The road to Eureka consisted of a 20 mile portion of 1 that was a winding road from the coast to 101 at Leggett more inland. It took about an hour to get through and felt like the most remote part of the trip so far. It’s amazing how big the trees are.

After driving the several hours to Eureka, I stopped at Dick Taylor Craft Chocolate, as recommended by a co-worker. I spent more money there than I care to share here. Definitely stop here if you have the chance. Nothing else in Eureka looked interesting, so I kept going.

Finally making it to Klamath just after 6, I checked into my hotel room in this very unusual place. The hotel room itself looks pretty normal, but it is eerily quiet here. Only about 700 people live in Klamath, and this area only has two restaurants and one gas station. I should be ready to leave pretty early tomorrow because there is nothing to do otherwise.
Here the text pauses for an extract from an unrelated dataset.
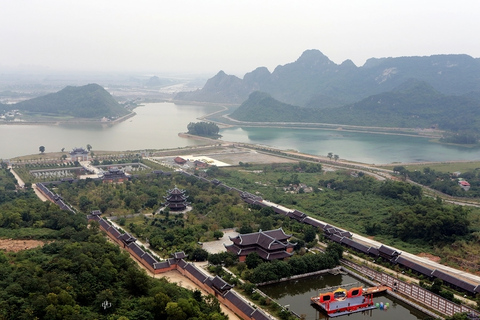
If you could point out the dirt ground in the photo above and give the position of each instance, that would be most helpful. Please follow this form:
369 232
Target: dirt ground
18 245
There are two hikes that I am aiming to do in Redwood National Park…actually, in the interest of not backtracking too much in the car, the hikes are in Prairie Creek Redwoods State Park. I drove by the trailhead earlier today. It’s basically just off the side of the road where there’s enough room for a few cars to park. I don’t expect that it will be too crowded.

It’s difficult to describe just how big these trees are

By 2pm, I plan to be on the road north to Grants Pass, Oregon, where I will be meeting my uncle’s brother for dinner.

Back on the Road

I spent much of today on the road, back on the 1 northbound. I departed Oakland shortly after 8 and immediately ran into massive traffic getting over the bridge into Marin County. Construction of some sort added about 30 minutes to what should have been just a few. After stopping by Starbucks for breakfast and REI for trekking poles, I made it to Reyes Point just before noon. It was pretty chilly, having dropped just below 60ºF with strong winds.

The Abbotts Lagoon Trail hike was more of a walk, with roughly three miles taking roughly an hour and a half. I didn’t see many animals or flowers, but I did see lots of sand dunes and reasonably large waves on the ocean side. At the start of the trail, I spotted a snake just before it spotted me. It scampered off quickly. I saw several small birds that weren’t afraid of people. There was a heron (I think) that was very non-photogenic. I didn’t see any Snowy Plovers despite much of the area being fenced off for their nesting.

Greens
Dunes

For lunch, I stopped by Side Street Kitchen in the town of Point Reyes Station for a delightful meal. Usually I don’t like vegetarian sandwiches as a concept—sandwiches generally are a vessel for eating meat protein—but this one was an exception. The Mt. Tam Baguette had a brie cheese from the creamery next door, honey crisp apples, fancy mustard, arugula, and melted leeks. It was very good.

After departing from Point Reyes Station, I was out of civilization for a long while. I had no cell service and passed by maybe five towns with populations ranges from 50 to 500. Basically, I just saw five gas stations, five grocery markets, and five restaurants from Point Reyes to Fort Bragg. I did stop by Bodega Bay for a quick ice cream, which was the worst ice cream of my trip, but it was still decent.

Bodega Bay

After about four hours of driving windy coastal roads, I made it to Fort Bragg, where there were Starbucks, multiple gas stations, multiple restaurants, shopping centers, all the signs of a decent sized town. It’s just after 8pm now and I’m in a hotel room eating a grocery store salad. It feels good not to eat at a restaurant for once.

Grocery store dinner

Tomorrow I’m planning to head north to Redwood National Park. I was so excited to hike some of the trails there until I saw the weather forecast: 100% chance of rain. So instead I may spend much of the day in Eureka, visiting a craft chocolate shop that a co-worker described as the “best chocolate ever”. Thankfully, I don’t need to be out of the Redwood National Park area until Friday afternoon, so I should be able to get in a hike Friday morning before passing into Oregon.